Tag Archives: possible solutions

Reuters Institute papers used in Ofcom regional news review

Three academic papers with ‘possible solutions’ for the industry crisis were used to inform Ofcom’s review of local media, published yesterday. In its review Ofcom warned that the ITV network will be facing a loss of up to £64m a year by 2012, if it has to continue providing regional news bulletins.

The RISJ authors’ suggestions for protecting the diversity of regional news included forming government news trusts, a press subsidy system and more government and regulatory intervention.

From the Reuters Institute for the Study of Journalism at Oxford University:

‘Navigating the crisis in local and regional news’ by Dr Andrew Currah examines the current crisis and new systems of support, and charitable and other forms of organisation to support local news: PDF at this link.

‘Journalism, democracy and the public interest’ by Steven Barnett looks at regulatory approaches to local media ownership and their role in achieving public interest objectives. PDF at this link.

‘Press subsidies and local news: the Swedish case’ by Karl-Erik Gustafsson, Henrik Ornebring and David A L Levy examines the current system of press subsidies that operates in Sweden which has underwritten the plurality of news supply, which characterises the Swedish local newspaper industry. PDF at this link.

Ad spend will bounce back, says Fry; multiple models needed, counters McCall

Amidst what was otherwise a fairly gloomy House of Commons select committee session on the future of local media in the UK [see Claire Enders’ prediction that half of the UK’s regional newspapers will close in five years and her comments on bloggers], Johnston Press chief executive John Fry remained staunchly optimistic about the cyclical/structural elements of the decline in local media.

While all members of the panel agreed that this was the worst crisis faced by local media in the industry’s history, Fry said the decline in advertising revenues for his group was more cyclical than structural.

“That implies that there will be a bounce in advertising when that changes. From here onwards we’re likely to bottom out. When the economy recovers we’ll see a recovery in advertising,” he said.

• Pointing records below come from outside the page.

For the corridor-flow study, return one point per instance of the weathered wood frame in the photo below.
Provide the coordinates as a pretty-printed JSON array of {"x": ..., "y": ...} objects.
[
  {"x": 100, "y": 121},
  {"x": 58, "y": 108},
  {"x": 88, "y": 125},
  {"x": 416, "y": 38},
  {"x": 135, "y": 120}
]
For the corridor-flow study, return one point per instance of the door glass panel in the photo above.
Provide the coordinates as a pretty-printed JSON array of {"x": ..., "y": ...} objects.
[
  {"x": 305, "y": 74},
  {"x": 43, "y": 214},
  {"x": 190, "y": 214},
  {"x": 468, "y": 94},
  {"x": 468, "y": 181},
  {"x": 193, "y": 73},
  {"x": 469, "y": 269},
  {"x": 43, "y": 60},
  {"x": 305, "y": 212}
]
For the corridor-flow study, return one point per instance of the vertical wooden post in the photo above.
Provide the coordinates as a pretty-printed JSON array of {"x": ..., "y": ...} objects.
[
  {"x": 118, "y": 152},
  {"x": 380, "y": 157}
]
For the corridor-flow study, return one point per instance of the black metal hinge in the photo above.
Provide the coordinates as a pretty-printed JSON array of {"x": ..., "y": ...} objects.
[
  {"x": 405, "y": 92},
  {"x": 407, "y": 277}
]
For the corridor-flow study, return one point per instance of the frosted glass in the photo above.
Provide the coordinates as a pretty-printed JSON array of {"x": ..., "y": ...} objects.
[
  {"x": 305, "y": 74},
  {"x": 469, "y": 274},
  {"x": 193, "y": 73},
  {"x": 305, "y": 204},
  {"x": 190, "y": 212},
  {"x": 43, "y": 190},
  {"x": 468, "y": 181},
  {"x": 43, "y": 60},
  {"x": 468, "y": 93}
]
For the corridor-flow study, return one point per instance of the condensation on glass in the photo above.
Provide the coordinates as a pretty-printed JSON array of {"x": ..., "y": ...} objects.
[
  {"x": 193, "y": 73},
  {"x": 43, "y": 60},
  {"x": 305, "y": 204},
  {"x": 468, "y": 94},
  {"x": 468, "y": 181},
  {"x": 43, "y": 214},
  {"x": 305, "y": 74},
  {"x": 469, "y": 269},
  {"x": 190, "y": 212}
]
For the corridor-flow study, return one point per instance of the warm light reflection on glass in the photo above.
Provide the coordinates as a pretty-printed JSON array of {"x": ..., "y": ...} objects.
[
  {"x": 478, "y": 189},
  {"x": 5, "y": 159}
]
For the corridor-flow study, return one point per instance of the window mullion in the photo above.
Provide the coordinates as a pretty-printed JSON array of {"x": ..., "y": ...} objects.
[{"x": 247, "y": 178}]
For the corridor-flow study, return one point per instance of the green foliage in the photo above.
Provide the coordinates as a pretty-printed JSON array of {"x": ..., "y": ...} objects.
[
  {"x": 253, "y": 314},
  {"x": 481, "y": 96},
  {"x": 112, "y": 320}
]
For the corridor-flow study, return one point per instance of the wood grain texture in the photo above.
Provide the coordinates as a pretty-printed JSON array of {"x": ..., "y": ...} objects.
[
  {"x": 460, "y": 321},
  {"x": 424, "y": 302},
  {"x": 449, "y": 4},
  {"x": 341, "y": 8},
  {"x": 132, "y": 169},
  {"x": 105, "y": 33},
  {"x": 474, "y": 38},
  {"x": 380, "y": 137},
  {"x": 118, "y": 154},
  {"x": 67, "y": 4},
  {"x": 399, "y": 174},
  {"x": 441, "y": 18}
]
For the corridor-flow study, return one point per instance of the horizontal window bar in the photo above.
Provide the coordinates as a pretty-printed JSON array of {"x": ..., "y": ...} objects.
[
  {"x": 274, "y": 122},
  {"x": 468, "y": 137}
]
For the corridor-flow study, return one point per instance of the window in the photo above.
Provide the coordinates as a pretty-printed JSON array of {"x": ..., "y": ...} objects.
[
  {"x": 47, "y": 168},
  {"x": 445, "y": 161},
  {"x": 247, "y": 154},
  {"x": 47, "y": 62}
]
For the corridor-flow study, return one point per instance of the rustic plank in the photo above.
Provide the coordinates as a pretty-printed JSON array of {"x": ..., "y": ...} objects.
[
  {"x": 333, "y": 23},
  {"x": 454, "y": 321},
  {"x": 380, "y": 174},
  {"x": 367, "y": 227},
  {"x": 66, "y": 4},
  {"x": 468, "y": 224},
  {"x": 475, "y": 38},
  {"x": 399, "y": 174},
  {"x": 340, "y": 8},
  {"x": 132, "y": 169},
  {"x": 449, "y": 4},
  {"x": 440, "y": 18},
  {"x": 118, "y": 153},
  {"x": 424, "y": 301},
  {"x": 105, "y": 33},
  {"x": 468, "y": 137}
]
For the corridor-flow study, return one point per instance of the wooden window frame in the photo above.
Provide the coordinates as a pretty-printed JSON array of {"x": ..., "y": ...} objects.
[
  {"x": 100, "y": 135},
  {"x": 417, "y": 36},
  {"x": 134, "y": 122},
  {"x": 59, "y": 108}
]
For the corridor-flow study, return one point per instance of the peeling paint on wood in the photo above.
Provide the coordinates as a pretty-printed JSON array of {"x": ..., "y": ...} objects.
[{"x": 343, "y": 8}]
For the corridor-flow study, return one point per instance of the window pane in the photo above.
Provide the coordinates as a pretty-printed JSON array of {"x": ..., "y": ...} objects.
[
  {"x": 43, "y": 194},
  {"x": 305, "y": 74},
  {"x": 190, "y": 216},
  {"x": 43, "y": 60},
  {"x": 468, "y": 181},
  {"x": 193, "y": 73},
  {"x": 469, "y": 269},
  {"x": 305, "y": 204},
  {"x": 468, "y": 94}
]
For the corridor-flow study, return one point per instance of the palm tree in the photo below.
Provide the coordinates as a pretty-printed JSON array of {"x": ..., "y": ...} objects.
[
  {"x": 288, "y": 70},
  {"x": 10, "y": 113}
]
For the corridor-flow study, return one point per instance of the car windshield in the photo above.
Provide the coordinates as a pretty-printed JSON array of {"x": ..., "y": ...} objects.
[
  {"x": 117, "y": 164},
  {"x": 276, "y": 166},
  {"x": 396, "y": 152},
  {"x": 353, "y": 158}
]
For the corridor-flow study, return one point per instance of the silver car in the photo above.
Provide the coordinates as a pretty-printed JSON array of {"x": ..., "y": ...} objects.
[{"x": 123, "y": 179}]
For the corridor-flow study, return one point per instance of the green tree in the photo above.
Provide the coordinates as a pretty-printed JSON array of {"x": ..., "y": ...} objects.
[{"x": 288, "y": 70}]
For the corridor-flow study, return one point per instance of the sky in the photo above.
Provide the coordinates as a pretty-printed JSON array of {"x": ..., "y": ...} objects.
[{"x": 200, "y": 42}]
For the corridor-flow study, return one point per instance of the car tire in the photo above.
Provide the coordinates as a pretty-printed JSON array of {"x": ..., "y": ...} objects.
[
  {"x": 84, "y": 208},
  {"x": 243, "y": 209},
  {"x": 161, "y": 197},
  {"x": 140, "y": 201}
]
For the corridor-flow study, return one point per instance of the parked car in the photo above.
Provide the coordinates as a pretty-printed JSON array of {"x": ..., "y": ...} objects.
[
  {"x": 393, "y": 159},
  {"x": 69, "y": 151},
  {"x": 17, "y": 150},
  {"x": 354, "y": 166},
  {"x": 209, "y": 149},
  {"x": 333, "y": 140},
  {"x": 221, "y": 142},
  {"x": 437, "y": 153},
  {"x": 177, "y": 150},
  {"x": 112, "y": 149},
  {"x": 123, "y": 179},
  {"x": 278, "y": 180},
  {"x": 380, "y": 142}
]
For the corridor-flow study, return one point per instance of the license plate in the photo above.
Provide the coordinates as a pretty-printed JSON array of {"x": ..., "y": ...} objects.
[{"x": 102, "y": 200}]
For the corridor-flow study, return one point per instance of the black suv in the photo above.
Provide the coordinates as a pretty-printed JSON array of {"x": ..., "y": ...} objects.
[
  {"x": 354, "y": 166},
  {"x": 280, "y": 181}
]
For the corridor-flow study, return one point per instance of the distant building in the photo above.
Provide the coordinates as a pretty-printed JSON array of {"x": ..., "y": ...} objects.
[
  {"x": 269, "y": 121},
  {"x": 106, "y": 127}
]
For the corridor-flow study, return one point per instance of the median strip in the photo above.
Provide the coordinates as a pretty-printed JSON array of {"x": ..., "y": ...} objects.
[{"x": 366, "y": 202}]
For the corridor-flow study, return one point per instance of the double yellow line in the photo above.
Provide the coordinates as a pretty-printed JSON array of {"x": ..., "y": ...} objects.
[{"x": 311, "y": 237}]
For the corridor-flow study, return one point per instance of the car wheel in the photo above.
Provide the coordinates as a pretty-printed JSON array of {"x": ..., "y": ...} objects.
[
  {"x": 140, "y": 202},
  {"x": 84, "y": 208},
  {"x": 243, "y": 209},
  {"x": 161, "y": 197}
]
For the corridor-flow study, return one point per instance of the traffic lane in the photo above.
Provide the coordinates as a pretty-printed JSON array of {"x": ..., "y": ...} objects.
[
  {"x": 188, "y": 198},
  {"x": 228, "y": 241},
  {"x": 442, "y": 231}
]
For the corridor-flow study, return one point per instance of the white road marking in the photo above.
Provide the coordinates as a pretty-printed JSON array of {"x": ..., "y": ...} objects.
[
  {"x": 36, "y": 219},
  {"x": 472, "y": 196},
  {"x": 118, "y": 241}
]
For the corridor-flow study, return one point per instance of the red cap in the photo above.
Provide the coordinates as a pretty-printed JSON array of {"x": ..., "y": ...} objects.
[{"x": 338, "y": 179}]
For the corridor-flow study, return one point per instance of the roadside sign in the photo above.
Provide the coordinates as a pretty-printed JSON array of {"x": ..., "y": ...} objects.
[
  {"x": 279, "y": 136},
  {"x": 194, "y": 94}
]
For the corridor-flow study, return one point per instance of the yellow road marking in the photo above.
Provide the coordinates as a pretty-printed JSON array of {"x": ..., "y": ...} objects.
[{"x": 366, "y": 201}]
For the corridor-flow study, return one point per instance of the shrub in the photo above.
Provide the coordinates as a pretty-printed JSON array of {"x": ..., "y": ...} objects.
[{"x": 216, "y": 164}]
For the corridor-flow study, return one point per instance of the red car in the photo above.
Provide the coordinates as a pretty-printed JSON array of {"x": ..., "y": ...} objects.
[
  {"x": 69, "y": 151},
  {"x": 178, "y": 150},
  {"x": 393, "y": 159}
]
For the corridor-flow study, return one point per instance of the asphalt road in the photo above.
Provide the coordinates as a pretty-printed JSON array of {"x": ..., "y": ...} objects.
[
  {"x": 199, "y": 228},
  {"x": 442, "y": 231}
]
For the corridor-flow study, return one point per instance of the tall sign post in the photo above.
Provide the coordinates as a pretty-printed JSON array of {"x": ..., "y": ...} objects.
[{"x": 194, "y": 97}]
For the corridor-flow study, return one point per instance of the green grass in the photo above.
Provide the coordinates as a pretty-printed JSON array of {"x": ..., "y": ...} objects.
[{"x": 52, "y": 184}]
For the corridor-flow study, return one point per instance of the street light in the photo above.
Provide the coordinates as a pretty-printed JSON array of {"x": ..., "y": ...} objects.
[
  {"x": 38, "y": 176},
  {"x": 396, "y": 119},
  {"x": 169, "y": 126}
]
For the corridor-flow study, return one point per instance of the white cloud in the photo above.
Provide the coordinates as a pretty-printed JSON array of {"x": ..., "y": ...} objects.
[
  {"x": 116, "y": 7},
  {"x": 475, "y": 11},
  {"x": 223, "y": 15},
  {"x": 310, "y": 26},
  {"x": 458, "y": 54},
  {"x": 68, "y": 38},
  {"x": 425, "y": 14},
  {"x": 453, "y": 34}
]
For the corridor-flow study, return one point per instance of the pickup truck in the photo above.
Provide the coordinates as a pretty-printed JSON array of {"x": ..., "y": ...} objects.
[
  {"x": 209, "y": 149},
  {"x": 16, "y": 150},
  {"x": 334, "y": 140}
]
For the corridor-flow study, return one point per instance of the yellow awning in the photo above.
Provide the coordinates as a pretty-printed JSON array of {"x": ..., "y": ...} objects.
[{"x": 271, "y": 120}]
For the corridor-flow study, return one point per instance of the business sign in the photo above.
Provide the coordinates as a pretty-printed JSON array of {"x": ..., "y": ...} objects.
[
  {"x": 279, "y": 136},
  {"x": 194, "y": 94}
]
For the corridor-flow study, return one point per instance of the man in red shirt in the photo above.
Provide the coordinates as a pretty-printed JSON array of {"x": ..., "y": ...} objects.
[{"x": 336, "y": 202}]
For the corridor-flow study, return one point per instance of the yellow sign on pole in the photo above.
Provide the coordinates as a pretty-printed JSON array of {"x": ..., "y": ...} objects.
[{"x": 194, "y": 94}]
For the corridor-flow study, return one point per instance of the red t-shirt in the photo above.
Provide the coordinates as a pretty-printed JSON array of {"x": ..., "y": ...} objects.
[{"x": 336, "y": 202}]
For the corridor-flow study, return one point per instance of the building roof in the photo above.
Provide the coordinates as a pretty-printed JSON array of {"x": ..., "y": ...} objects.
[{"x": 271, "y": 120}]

Guardian Media Group chief executive Carolyn McCall was quick to temper Fry’s optimism:

“I don’t believe the prospects for recovery, particularly in classified advertising are particularly strong. I don’t expect to see a great deal of those three big markets – I don’t think bounce is the right word – I think it will come back slowly, it will come back in a different form or shape,” she said.

“The structural change is too profound and the economic recession has just hammered it. Deregulation is one step towards helping. It’s not a panacea. It raises all sorts of important issues about jobs.

“One thing we’re going to have to face about this industry is that it’s going to be a smaller industry with less people in it. Consolidation will help because then the clustering of assets in the right place, will makes more sense, you’ll get more scale.”

All three panellists (Fry, McCall and Trinity Mirror’s Sly Bailey) taking part in the evidence session (which had earlier taken comments from Claire Enders and DC Thomson’s Christopher Thomson) supported consolidation and the relaxation of newspaper merger rules to help local newspapers.

Yet it was McCall again with the most sensible comments – a range of issues and possible solutions need to be considered: discussions about aggregators; consolidation; support for web development; the use of part-paid, part-free access; state-funding; and the problem of council newspapers.

The industry needs to move away from the display advertising model to – not just one business model – but lots of business models, she added.

If any of them can sustain quality local journalism, none should be ruled out, she said, echoing comments from the Society of Editor’s executive director Bob Satchwell to Journalism.co.uk last week.